The transition from traditional relationally-structured data to a UDS is complex, but can be navigated effectively with a disciplined approach to the effort. To successfully adopt a Unified Data Strategy, companies should focus on the following:
1. Developing a rigorous understanding of how the business consumes, produces, manipulates and uses information of all types.
2. Determining how the business can use data to both understand external behavior and to assist in making internal decisions, as well as understand how the data itself is relevant to influencing a critical moment of attention.
3. Analyzing the “personality” of each data form so that it can be matched with tools that appropriately acquire, filter, store, safeguard and disperse the data into useful information.
4. Selecting infrastructure and tools that automate or eliminate traditional high-cost tasks such as import, provisioning, scalability, and disaster tolerance. A highly virtualized infrastructure with complementary tooling should provide the majority of these capabilities.
5. Commitment to the process of learning an entirely new approach to technology, and to adopting it in risk-appropriate increments.
Any company with a significant data infrastructure is aware of the pitfalls that could exist in rushing into this brave new world. However, thorough analysis can lead to an understanding of the current state of their data management systems, and subsequently to better control of their existing data. Ultimately they will be able to recognize, manage and utilize new forms of disparate and seemingly extraneous information as data. Companies that develop a plan to comprehensively address all their concerns around managing and utilizing all useful data will gain significant strategic advantages.
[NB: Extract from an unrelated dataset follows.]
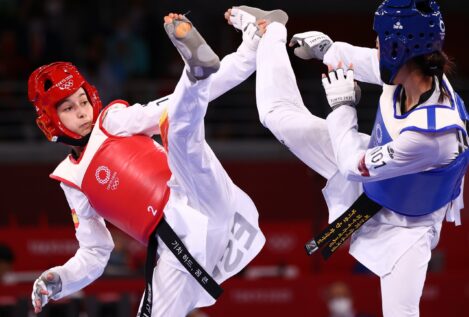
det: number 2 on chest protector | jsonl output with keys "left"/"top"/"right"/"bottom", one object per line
{"left": 147, "top": 205, "right": 158, "bottom": 216}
Interestingly enough, the other major IT phenomenon of this era – cloud computing – may provide the solution to this data management and recognition problem.
Throughout this multi-part article we will endeavor to define the idea of a UDS to address the daunting task of comprehensive data management. Virtualization, the foundation of cloud computing, is the cornerstone of this strategy. The capabilities and architecture enabled via a virtual/cloud infrastructure can help enterprises develop an elegant UDS to address the global seminal movement in data management, philosophy and practice. This is the “data cloud.” This is the “dataverse.”
Yesterday’s Data, before the Dataverse
Over the past half century the management of data has progressed through a number of different evolutionary stages. As is often the case academia produces ideas that are later transformed into useful products. “Data,” is simply a collection of discrete units of information but like the stars in the night sky taken together form an infinite array of stellar mosaics which overwhelm the mind and spirit.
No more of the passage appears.